CST 311 Week 3 Journal Entry
Transport Layer
This week, we learned about the transport layer of a computer network. When a message is sent on the sender's side, it is broken up into segments and passed through the network layer. On the sender's side, a transport header is added to the segments, and the network sends the data to the receiver via sockets. The receiver then reassembles the message using the transport header information and passes it to the appropriate place in the application layer. This is called demultiplexing. Two transport protocols that can be used to send data through the Internet are the Transmission Control Protocol (TCP) and the User Datagram Protocol (UDP).

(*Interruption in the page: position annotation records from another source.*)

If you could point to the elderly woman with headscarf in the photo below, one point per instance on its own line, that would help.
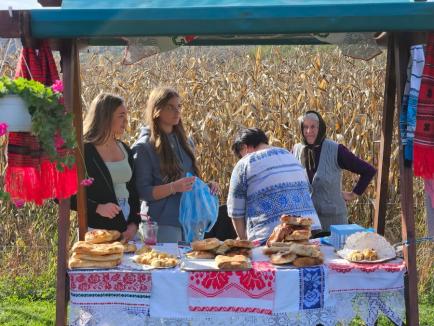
(324, 161)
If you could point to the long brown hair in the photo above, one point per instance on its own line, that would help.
(98, 122)
(170, 168)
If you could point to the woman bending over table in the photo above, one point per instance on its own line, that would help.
(112, 200)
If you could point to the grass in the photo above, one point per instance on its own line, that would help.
(17, 312)
(24, 312)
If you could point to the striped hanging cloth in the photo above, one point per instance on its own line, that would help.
(410, 98)
(30, 175)
(424, 135)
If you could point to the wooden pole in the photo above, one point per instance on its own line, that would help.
(72, 97)
(385, 141)
(78, 123)
(402, 49)
(64, 208)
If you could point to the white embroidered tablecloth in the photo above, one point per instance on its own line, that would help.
(337, 291)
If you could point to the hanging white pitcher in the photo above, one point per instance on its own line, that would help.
(14, 111)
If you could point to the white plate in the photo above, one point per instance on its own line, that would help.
(195, 264)
(344, 253)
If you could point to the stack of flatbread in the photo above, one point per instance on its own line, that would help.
(210, 248)
(148, 256)
(289, 243)
(232, 263)
(101, 249)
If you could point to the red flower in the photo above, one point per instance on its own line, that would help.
(216, 279)
(87, 182)
(58, 141)
(129, 278)
(3, 128)
(19, 203)
(57, 86)
(251, 280)
(93, 279)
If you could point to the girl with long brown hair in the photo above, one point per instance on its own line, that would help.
(163, 156)
(112, 200)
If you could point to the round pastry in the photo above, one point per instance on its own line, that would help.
(280, 232)
(307, 261)
(206, 244)
(239, 243)
(143, 250)
(239, 251)
(101, 236)
(129, 247)
(282, 258)
(200, 254)
(370, 254)
(299, 235)
(356, 255)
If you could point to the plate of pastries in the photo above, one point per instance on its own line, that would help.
(100, 249)
(213, 254)
(288, 244)
(152, 258)
(367, 247)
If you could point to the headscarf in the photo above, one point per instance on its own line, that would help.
(308, 153)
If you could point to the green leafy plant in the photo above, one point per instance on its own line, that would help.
(50, 122)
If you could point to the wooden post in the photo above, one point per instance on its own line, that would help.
(385, 141)
(402, 49)
(79, 155)
(64, 208)
(71, 82)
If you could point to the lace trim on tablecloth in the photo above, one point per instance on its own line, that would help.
(344, 308)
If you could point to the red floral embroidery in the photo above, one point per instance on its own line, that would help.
(367, 268)
(216, 279)
(116, 281)
(251, 280)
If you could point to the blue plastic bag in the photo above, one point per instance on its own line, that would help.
(198, 210)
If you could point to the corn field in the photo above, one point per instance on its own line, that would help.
(223, 89)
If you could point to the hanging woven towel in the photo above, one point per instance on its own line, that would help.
(409, 102)
(424, 135)
(30, 175)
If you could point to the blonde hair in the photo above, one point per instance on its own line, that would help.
(98, 122)
(170, 168)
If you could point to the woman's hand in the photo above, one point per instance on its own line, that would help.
(183, 184)
(349, 196)
(109, 210)
(130, 232)
(215, 188)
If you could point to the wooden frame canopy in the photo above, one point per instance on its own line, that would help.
(253, 22)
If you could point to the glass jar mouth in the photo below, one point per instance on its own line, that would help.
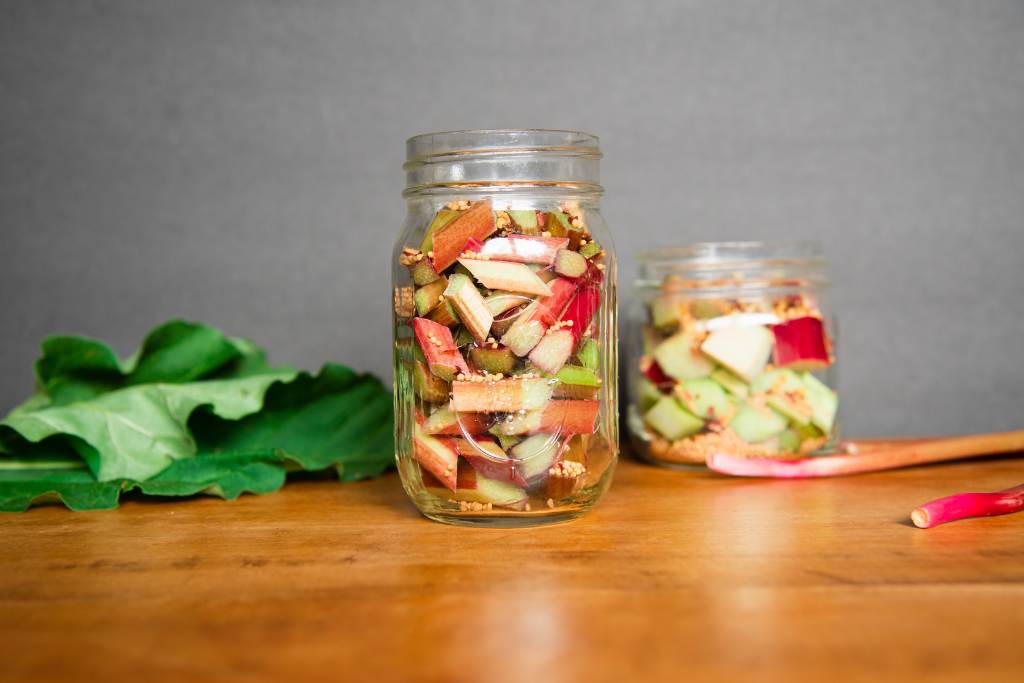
(483, 161)
(427, 146)
(717, 266)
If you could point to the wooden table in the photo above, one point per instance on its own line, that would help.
(676, 575)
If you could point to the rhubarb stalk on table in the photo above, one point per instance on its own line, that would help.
(506, 353)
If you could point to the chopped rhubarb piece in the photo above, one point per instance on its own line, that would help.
(679, 357)
(469, 305)
(558, 224)
(574, 391)
(444, 422)
(450, 242)
(501, 301)
(589, 354)
(525, 333)
(536, 455)
(501, 395)
(444, 314)
(525, 220)
(590, 250)
(422, 272)
(494, 360)
(506, 275)
(550, 308)
(438, 348)
(505, 321)
(553, 350)
(529, 327)
(576, 237)
(522, 249)
(577, 382)
(743, 349)
(472, 486)
(428, 386)
(581, 310)
(558, 417)
(428, 296)
(801, 344)
(570, 264)
(437, 456)
(657, 376)
(580, 375)
(442, 218)
(489, 460)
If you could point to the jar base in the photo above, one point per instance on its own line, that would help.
(505, 519)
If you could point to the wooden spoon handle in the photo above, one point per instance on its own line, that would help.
(871, 456)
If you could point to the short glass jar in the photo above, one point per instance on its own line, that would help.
(505, 343)
(732, 349)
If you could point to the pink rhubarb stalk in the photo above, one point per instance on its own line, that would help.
(962, 506)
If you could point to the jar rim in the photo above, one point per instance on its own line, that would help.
(456, 142)
(749, 264)
(503, 160)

In TCP, there is one sender and one receiver. Data can flow in both directions on the same connection. This protocol involves a three-way handshake to start the connection. TCP sockets use four pieces of information to identify a segment: a source IP, a destination IP, a source port number, and a destination port number. When sending and receiving data, each socket is a dedicated line and identified with these four pieces of information to connect two endpoints. A host will need more than one socket if they wish to receive multiple messages from the same host or different hosts simultaneously.
In UDP, there is no handshake between sender and receiver, making this socket connectionless. Each segment is handled independently of the others. A segment has header data such as source port, destination port, length, and a checksum. A UPD socket must specify the destination IP address and port number in order to send data into the socket. Both are needed to guide segments to their destination. Segments with the same destination port number may use the same socket to be sent even though they may have different IP addresses.
The material this week was heavy in the visual sense. I found it interesting how TCP can control congestion and how graphing the time versus the TCP sender congestion window size (cwnd). I enjoyed creating and reading the graphs to identify their slow start, congestion avoidance, and fast recovery. The activities that came along with the book were helpful in understanding how to identify these intervals.